- Born: Seattle, Washington, U.S.
- Education: University of Washington Cornell University
- Known for: Femtosecond stimulated Raman spectroscopy (FSRS) DNA sequencing technology Microfluidic analytical systems
- Awards: Ellis R. Lippincott Award ACS Award in Chemical Instrumentation Fellow of the National Academy of Inventors
- Scientific career
- Fields: Physical chemistry; Bioanalytical chemistry; Spectroscopy;
- Workplaces: University of California, Berkeley

= Richard A. Mathies =

American chemist and academic (born 1946)

Richard A. Mathies (born September 1946) is an American chemist and academic known for his contributions to physical chemistry, bioanalytical chemistry, ultrafast vibrational spectroscopy, microfluidic analytical systems, and biotechnology innovation. He is Professor Emeritus of Chemistry at the University of California, Berkeley and served as its Dean of the College of Chemistry from 2008 to 2013.

== Early life and education ==
Mathies was born in Seattle, Washington. He earned a Bachelor of Science in Chemistry from the University of Washington in 1968 and completed his graduate studies at Cornell University, receiving an M.S. in Physical Chemistry in 1970 and a Ph.D. in Physical Chemistry in 1974.

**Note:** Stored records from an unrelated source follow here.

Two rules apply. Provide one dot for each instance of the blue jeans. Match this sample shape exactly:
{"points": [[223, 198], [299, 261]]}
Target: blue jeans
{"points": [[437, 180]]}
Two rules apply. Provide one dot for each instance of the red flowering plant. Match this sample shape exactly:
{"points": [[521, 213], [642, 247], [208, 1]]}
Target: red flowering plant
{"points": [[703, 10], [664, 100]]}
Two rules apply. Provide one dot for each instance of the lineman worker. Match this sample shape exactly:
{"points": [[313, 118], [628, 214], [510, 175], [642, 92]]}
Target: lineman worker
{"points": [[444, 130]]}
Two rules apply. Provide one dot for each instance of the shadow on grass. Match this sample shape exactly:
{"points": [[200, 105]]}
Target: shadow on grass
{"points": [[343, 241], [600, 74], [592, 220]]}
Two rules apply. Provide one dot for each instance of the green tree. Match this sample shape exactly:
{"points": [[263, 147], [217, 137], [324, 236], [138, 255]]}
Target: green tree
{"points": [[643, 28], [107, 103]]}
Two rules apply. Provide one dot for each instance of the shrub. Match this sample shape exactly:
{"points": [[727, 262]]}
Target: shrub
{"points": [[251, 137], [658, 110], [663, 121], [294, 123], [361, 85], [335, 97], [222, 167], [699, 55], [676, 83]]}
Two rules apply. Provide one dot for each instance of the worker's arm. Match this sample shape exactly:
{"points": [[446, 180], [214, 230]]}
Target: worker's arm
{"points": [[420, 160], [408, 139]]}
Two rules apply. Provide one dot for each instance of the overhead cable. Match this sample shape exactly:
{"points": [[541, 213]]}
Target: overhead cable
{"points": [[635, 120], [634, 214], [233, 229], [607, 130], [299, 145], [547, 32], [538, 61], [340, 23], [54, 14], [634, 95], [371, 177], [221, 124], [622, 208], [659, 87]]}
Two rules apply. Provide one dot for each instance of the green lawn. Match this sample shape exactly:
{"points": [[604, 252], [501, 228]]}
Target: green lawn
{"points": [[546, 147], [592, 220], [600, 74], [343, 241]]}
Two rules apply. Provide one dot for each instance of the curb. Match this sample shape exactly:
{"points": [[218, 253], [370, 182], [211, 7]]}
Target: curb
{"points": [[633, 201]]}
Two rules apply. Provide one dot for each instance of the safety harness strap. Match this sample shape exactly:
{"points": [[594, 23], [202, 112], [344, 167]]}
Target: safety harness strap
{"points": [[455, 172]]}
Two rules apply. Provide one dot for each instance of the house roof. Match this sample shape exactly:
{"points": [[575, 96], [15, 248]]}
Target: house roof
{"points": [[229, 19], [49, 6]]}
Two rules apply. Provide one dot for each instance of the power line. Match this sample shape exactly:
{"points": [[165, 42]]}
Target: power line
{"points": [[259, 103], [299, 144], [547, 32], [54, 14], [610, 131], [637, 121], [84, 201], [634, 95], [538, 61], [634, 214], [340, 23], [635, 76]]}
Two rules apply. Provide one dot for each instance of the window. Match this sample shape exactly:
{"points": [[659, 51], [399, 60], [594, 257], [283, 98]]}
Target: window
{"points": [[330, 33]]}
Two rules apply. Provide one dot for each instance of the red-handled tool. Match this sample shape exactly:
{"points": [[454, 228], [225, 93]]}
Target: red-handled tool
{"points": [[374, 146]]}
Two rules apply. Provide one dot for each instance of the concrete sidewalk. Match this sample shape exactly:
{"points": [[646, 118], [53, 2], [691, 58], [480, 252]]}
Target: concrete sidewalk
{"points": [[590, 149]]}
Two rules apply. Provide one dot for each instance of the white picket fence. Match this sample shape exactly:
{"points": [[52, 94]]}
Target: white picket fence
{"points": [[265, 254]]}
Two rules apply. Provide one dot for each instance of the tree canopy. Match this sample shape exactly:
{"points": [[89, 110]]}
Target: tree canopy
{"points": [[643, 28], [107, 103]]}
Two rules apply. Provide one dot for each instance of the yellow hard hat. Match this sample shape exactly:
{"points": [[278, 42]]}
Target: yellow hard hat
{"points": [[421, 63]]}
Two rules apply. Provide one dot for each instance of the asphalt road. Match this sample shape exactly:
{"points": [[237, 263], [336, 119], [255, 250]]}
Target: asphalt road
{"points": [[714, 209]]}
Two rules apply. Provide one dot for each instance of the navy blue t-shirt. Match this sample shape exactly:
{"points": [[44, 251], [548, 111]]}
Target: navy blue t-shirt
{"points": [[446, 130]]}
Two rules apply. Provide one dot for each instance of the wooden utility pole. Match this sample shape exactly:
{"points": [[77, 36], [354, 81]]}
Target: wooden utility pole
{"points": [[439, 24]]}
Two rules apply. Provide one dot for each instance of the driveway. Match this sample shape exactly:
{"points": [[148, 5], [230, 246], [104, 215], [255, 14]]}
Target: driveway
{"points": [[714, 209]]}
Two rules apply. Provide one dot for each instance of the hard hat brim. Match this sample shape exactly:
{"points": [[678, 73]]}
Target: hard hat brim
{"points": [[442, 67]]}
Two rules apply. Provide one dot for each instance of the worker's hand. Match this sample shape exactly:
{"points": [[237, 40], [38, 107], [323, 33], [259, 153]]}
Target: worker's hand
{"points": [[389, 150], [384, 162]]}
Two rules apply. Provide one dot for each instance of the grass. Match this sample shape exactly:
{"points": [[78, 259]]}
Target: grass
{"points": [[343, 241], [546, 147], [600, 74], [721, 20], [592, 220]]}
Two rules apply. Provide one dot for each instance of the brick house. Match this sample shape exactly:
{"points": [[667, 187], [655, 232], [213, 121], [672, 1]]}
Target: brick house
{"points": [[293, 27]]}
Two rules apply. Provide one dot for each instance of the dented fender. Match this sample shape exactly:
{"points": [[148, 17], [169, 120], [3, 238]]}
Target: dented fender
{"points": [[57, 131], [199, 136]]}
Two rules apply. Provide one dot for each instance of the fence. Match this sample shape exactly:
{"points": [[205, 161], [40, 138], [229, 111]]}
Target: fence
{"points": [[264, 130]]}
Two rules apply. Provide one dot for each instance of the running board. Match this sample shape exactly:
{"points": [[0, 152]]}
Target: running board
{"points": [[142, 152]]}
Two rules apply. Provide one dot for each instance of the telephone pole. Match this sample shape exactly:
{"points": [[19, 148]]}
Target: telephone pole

Following his doctorate, he was awarded a Helen Hay Whitney Postdoctoral Fellowship and conducted postdoctoral research at Yale University from 1973 to 1976.

== Academic career ==
Mathies joined the faculty of the University of California, Berkeley in 1976 as an assistant professor of chemistry. He was promoted to associate professor in 1982 and to full professor in 1986. In 2008, he was appointed the G. N. Lewis professor of chemistry and served as the dean of the college of chemistry until 2013.

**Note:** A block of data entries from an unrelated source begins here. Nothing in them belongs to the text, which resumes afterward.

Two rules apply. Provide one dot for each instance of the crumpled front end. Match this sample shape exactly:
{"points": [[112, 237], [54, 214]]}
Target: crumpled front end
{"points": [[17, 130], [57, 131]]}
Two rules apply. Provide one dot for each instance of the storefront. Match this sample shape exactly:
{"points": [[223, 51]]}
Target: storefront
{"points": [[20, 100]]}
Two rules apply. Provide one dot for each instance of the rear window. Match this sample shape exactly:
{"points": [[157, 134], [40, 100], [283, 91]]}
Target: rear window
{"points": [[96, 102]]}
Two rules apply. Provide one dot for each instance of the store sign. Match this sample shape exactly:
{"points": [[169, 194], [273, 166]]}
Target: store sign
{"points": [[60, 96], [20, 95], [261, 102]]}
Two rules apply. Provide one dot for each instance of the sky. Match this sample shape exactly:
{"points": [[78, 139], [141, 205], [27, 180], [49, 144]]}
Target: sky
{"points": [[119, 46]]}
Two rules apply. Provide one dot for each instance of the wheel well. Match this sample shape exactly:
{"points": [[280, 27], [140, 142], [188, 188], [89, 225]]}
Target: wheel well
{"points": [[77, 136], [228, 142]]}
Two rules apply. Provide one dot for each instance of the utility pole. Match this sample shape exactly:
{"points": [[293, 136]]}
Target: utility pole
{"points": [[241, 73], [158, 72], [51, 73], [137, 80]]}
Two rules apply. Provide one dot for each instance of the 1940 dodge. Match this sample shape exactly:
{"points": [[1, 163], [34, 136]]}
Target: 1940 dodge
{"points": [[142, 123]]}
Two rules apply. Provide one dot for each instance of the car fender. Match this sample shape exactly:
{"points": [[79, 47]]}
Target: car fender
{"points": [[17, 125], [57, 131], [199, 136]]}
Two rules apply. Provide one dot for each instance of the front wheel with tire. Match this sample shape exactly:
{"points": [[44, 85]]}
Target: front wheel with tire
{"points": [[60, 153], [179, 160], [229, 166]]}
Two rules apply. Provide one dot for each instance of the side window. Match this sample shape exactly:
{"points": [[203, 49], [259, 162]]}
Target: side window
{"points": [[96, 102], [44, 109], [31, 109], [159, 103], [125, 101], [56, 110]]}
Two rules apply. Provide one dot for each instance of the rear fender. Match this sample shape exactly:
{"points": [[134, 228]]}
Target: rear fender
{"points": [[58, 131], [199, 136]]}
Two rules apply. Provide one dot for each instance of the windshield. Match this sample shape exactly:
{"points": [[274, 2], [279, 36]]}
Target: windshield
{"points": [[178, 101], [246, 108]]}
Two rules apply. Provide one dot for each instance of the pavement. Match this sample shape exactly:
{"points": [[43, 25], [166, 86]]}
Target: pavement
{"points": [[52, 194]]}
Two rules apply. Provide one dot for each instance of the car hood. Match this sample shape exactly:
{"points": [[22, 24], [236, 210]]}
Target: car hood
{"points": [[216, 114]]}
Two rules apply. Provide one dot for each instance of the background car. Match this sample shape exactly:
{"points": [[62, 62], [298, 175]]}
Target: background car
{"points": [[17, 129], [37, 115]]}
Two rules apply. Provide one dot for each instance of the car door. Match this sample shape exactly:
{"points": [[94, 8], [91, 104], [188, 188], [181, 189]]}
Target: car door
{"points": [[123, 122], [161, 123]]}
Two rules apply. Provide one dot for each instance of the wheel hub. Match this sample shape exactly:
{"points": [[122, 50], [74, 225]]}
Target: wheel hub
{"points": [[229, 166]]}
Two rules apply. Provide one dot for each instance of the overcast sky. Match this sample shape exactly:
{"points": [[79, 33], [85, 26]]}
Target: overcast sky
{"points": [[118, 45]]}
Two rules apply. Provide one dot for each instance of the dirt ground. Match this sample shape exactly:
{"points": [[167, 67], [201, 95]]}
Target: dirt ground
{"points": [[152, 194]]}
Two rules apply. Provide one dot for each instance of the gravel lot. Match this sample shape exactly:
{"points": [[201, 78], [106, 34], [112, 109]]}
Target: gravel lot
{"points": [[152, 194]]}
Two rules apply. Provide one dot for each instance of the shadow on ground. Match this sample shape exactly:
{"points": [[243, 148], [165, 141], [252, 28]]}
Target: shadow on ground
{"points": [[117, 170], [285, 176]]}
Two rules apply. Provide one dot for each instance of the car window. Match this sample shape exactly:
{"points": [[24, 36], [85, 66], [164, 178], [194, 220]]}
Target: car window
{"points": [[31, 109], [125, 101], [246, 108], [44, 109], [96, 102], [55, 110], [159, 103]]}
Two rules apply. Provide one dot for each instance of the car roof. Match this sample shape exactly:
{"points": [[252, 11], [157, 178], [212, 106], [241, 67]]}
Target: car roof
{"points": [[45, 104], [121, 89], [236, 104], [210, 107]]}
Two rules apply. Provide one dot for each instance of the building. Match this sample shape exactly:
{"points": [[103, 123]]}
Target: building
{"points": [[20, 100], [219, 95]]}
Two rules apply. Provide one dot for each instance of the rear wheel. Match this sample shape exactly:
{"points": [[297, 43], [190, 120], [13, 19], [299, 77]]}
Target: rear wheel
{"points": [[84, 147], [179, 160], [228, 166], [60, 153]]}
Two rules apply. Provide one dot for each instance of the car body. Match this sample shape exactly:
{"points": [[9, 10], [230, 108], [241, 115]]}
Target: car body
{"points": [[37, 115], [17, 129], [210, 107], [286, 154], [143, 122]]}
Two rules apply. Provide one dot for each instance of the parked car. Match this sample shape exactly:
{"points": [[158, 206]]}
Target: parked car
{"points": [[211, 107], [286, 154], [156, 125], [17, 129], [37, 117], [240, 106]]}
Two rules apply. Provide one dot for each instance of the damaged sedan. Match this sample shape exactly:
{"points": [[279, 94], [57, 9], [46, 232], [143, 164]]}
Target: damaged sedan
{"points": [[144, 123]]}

After stepping down as dean, he continued his academic service as professor of the graduate school and became an emeritus professor in 2013. He has also served as a senior fellow at Space Sciences Laboratory (SSL).

== Research ==
=== Ultrafast vibrational spectroscopy ===
Mathies is widely recognized for pioneering work in resonance Raman spectroscopy and for developing Femtosecond Stimulated Raman Spectroscopy (FSRS). His research elucidated the primary photochemistry of rhodopsins, demonstrating that "the 11-cis to trans isomerization of the retinal chromophore occurs in approximately 200 femtoseconds, among the fastest photochemical reactions known in nature".

=== Bioanalytical chemistry and genomic analysis ===
In bioanalytical chemistry, Mathies pioneered laser-induced fluorescence detection and microfabricated lab-on-a-chip systems. His laboratory developed the first capillary array electrophoretic DNA sequencing instruments, which enables high-throughput DNA sequencing and contributing to the technological foundation of the Human Genome Project.

=== Biotechnology innovation and patents ===
For many years, inventions arising from his laboratory generated the largest royalty income across the University of California system, reflecting their scientific and commercial impact on genomic sequencing and forensic DNA analysis.

===Planetary exploration===
Mathies has led research on compact analytical instruments for planetary exploration. His group developed the Mars Organic Analyzer, a microfabricated capillary electrophoresis system designed to detect trace organic molecules in extraterrestrial environments. These systems were tested in Mars-analog environments such as the Atacama Desert and adapted for proposed missions to the icy moons Enceladus and Europa.

== Honors and awards ==
- Fellow, National Academy of Inventors (2015)
- The American Chemical Society (ACS) Analytical Division Award in Chemical Instrumentation (2010)
- Ellis R. Lippincott Award, Optical Society of America (2004)

== Selected publications ==
- Kukura, P.; McCamant, D. W.; Mathies, R. A. (2007). Femtosecond stimulated Raman spectroscopy. Annual Review of Physical Chemistry.
- Huang, X.; Mathies, R. A. (1992). Capillary array electrophoresis for DNA sequencing. Analytical Chemistry.
- New, J. S.; Mathies, R. A. (2021). Sampling Enceladus plume material for biomarkers. Proceedings of the National Academy of Sciences.